I would imagine that Dryad would only specifically appeal to those looking for a specific accord, and even so, sniffing around might prove rewarding. Sillage is close but persistent, and duration is very good at over seven hours based on a moderate application.

07th February, 2019
Waves of notes that are a delight for my nose. Deep, dark floral notes. Old forest, damp woods accord underneath. Rooty iris. Galbanum is noticeable. There becomes two almost simultaneous layers: One is floral-sweet, the other more earthy, mossy dark green. The lavender is "pretty" here - not too intense. The galbanum is not a deal-breaker for me. The letter can be too grating, for my taste.

After time Dryad smooths out becoming an all encompassing elixir of which forest nymphs would delightfully approve. Very well done! 4.5 stars.
04th January, 2019
We all have a note (or notes) that, for whatever reason, is amplified on our skin, for better or worse.

For my skin chemistry, orris is amplified for the worse.

Instead of a rich, powdery feel that others report from orris root, I receive a harsh, mega-perfumey note that overpowers everything else.
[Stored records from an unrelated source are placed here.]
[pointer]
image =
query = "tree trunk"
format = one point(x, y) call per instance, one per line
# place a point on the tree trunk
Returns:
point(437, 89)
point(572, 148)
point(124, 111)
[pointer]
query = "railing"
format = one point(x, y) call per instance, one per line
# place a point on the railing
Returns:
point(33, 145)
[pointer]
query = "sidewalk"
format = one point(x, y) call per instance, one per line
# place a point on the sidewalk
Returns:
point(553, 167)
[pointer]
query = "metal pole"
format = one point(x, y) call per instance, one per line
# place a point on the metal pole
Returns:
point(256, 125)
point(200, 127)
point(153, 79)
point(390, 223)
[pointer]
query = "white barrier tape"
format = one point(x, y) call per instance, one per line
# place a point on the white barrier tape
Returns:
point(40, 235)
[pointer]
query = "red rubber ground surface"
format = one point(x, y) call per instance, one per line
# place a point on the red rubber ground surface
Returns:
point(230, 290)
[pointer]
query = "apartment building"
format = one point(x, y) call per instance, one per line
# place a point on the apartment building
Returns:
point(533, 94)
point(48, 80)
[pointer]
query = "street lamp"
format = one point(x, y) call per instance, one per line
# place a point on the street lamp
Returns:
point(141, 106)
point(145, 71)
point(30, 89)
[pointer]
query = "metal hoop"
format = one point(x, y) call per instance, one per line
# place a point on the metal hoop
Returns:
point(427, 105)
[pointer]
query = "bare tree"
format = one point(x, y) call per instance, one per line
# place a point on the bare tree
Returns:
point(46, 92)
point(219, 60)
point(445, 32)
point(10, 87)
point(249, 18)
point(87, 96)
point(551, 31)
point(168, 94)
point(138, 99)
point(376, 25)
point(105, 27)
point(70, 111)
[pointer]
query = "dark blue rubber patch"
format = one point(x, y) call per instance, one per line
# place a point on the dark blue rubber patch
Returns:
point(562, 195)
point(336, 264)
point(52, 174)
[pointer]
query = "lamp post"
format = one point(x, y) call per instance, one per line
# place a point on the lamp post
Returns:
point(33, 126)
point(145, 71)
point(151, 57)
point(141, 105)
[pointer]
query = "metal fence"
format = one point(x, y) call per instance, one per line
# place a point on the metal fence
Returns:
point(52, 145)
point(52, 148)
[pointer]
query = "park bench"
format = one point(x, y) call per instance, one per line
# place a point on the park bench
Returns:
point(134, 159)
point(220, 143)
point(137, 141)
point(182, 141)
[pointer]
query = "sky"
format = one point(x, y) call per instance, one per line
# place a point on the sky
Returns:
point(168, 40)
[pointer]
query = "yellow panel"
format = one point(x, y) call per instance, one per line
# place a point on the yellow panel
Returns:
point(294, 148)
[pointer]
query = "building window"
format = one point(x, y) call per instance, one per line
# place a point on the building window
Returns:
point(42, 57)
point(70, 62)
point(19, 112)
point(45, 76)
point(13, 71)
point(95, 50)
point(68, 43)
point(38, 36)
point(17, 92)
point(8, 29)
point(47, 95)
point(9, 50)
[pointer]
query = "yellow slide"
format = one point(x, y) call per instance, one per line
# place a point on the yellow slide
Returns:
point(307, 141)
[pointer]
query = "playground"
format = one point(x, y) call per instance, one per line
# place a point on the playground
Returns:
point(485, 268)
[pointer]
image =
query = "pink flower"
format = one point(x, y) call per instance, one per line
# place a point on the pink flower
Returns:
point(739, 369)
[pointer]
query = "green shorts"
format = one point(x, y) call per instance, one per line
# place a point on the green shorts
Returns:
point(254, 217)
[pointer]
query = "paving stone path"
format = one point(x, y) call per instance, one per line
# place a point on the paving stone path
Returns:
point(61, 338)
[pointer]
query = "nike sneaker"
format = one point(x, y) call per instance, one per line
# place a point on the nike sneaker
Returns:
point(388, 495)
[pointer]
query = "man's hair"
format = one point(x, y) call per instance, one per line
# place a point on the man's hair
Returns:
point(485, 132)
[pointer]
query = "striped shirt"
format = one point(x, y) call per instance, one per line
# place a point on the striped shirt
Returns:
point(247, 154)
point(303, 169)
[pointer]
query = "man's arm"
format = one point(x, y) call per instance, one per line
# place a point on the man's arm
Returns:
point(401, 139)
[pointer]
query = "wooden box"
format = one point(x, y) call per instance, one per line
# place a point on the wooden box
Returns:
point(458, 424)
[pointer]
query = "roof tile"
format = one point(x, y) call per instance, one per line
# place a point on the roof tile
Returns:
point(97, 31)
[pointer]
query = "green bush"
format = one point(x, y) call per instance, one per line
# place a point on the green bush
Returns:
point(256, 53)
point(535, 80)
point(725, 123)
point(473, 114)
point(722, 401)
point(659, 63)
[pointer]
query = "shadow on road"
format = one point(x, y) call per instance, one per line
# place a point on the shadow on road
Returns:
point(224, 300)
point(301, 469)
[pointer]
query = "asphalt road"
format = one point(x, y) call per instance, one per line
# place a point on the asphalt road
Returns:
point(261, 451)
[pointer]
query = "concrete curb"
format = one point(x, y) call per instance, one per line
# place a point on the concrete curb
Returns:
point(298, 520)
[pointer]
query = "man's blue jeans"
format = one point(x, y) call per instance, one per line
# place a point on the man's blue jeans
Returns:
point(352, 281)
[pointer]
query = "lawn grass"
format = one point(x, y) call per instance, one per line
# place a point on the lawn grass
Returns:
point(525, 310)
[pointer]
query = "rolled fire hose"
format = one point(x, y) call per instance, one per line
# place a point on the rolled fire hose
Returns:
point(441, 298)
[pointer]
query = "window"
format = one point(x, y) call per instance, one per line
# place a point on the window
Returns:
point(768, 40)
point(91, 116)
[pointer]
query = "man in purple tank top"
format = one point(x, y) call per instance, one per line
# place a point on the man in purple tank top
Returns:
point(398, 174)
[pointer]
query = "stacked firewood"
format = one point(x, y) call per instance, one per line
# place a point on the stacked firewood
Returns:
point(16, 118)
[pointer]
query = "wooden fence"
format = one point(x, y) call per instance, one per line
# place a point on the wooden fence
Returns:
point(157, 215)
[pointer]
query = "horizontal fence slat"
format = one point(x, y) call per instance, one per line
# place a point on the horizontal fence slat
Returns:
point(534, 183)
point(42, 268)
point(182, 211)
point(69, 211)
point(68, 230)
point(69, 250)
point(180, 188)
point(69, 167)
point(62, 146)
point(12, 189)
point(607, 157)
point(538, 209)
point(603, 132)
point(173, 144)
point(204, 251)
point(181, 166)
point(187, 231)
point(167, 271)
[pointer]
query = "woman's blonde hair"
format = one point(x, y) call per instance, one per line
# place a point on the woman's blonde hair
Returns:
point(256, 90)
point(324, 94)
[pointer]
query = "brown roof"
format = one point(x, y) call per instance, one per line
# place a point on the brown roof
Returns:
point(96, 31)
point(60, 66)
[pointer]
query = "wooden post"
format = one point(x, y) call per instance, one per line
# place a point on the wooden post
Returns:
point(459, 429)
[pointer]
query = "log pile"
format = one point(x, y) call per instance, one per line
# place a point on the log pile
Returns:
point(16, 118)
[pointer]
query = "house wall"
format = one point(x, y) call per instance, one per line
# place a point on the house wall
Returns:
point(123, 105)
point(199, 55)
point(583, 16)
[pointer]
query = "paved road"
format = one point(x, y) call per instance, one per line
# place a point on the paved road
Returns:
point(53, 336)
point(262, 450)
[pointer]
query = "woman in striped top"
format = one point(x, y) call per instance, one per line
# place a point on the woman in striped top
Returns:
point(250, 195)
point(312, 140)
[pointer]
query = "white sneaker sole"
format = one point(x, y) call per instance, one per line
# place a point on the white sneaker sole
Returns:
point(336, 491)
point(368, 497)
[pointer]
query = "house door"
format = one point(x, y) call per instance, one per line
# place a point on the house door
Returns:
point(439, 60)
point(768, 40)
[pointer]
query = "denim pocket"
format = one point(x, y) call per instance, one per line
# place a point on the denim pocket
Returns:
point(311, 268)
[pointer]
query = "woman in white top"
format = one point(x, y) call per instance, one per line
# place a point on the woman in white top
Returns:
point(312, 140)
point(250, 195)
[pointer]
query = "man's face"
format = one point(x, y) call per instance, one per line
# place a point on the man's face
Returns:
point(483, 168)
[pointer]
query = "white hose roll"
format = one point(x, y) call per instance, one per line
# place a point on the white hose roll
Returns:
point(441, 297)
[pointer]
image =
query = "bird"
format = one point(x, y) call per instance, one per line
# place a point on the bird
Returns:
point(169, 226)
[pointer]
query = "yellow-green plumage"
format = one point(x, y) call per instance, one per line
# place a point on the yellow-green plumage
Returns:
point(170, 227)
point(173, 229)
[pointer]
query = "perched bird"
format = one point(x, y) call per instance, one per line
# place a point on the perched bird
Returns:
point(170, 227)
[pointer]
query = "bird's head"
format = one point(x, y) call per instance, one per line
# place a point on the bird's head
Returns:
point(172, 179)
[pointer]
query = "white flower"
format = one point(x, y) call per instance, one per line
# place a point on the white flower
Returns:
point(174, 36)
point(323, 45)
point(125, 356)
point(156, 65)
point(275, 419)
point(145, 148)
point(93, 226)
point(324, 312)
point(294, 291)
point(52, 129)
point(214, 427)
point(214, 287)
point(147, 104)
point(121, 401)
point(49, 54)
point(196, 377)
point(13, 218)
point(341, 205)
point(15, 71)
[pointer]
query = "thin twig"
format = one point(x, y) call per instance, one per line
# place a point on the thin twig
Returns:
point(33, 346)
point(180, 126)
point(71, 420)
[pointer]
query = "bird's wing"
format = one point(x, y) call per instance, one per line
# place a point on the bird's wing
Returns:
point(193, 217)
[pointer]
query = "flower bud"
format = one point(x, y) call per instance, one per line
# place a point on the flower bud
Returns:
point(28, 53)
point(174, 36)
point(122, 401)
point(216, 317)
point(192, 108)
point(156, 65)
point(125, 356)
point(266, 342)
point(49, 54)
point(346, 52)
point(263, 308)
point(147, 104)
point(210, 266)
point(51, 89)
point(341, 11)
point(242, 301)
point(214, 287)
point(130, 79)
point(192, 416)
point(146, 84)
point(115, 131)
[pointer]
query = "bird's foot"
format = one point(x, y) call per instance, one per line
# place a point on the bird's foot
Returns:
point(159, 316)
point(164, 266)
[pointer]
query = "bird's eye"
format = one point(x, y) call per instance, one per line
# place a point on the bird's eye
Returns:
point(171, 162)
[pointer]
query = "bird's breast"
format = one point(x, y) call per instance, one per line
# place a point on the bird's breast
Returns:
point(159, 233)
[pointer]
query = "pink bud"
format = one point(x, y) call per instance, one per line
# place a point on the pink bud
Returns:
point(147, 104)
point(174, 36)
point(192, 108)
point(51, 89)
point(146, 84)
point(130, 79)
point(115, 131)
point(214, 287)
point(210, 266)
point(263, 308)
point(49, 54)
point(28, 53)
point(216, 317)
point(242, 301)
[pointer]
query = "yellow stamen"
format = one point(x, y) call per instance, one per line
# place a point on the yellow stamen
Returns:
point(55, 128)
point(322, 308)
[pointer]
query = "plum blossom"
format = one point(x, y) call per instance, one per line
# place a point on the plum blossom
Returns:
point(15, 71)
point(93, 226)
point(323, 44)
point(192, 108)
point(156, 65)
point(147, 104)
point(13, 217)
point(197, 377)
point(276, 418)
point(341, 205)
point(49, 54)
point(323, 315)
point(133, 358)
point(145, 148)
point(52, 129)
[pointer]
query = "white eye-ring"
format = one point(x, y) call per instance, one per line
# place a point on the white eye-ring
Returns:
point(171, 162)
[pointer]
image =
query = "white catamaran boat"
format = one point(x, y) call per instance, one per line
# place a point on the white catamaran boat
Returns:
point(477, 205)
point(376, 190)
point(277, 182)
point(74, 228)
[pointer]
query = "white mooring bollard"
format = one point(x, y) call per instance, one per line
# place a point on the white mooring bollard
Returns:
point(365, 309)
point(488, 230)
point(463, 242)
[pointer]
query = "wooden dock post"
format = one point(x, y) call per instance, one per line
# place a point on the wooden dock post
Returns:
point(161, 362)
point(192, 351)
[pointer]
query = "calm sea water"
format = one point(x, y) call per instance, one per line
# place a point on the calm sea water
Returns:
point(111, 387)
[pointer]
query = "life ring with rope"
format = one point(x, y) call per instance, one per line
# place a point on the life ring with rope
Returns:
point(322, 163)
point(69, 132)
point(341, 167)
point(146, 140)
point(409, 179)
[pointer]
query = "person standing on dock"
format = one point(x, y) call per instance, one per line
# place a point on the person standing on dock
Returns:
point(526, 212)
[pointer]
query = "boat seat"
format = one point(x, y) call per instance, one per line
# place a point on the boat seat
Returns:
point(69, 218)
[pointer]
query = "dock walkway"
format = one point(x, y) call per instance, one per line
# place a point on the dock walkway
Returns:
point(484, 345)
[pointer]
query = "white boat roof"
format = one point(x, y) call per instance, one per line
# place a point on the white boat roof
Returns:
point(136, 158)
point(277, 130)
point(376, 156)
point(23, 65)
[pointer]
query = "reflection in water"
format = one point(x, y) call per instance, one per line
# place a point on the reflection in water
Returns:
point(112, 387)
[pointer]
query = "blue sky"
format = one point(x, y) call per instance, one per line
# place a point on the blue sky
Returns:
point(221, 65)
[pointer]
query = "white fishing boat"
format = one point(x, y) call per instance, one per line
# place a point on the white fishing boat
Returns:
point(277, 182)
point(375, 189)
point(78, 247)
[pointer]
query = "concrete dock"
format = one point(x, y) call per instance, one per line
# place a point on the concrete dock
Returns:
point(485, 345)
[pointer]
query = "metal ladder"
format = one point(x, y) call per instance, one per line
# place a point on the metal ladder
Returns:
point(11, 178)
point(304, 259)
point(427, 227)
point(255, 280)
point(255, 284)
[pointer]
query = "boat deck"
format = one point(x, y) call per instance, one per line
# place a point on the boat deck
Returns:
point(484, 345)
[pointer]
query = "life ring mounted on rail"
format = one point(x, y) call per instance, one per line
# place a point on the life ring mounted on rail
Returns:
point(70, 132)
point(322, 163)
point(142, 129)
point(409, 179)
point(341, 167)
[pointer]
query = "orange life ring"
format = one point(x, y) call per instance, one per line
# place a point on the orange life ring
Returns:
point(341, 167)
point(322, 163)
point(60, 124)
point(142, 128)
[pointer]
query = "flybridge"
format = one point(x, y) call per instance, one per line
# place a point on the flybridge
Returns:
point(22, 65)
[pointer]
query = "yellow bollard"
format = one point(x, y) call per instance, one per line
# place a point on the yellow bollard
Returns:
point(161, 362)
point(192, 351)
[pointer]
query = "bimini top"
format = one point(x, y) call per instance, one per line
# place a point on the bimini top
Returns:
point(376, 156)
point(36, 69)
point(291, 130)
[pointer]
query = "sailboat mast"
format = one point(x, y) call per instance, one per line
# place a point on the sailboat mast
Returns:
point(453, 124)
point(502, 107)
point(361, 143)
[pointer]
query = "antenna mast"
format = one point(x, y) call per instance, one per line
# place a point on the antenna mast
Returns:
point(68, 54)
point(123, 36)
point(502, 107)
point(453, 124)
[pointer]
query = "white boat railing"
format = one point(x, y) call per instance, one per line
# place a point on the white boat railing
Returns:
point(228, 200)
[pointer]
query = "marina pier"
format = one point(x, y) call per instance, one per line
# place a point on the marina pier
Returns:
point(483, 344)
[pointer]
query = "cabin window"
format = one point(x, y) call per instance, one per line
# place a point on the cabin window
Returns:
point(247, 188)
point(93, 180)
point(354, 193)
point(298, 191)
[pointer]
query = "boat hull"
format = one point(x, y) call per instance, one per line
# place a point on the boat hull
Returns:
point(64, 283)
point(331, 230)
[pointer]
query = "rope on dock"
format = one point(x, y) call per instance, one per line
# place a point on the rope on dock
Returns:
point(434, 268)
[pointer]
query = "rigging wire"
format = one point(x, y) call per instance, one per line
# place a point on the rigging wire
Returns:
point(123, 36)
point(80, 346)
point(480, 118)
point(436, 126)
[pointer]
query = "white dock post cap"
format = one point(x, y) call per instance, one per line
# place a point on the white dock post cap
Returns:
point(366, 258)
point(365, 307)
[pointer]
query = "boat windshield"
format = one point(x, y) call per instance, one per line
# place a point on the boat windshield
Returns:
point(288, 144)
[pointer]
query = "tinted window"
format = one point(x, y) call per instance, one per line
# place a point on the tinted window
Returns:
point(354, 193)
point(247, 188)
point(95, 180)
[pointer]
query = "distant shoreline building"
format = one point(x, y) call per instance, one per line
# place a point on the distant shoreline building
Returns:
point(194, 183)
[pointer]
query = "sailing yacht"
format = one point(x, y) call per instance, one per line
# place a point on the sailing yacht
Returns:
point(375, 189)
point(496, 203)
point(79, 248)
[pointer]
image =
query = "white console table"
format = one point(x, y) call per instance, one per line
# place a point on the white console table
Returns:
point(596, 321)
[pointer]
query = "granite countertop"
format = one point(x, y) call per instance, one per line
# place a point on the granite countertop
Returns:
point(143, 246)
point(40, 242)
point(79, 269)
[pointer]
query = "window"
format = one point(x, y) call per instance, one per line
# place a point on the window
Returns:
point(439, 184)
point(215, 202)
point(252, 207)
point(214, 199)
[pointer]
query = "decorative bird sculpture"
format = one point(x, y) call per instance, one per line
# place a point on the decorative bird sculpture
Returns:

The only orris/iris fragrance I've tried where that does not happen is Iris Rebelle by Atelier Colognes.

Unfortunately, my sensitivity to orris remains with "Dryad" -- however, when I really stick my nose down into it to smell the other elements, I find it to be an incredibly well-balanced and pleasing chypre. Those who do not share my orris affliction will likely have an even more well-balanced experience.

There is a (likely unintentional) note here that reminds me of cap-gun smoke. Yes, cap-gun smoke. In a good way.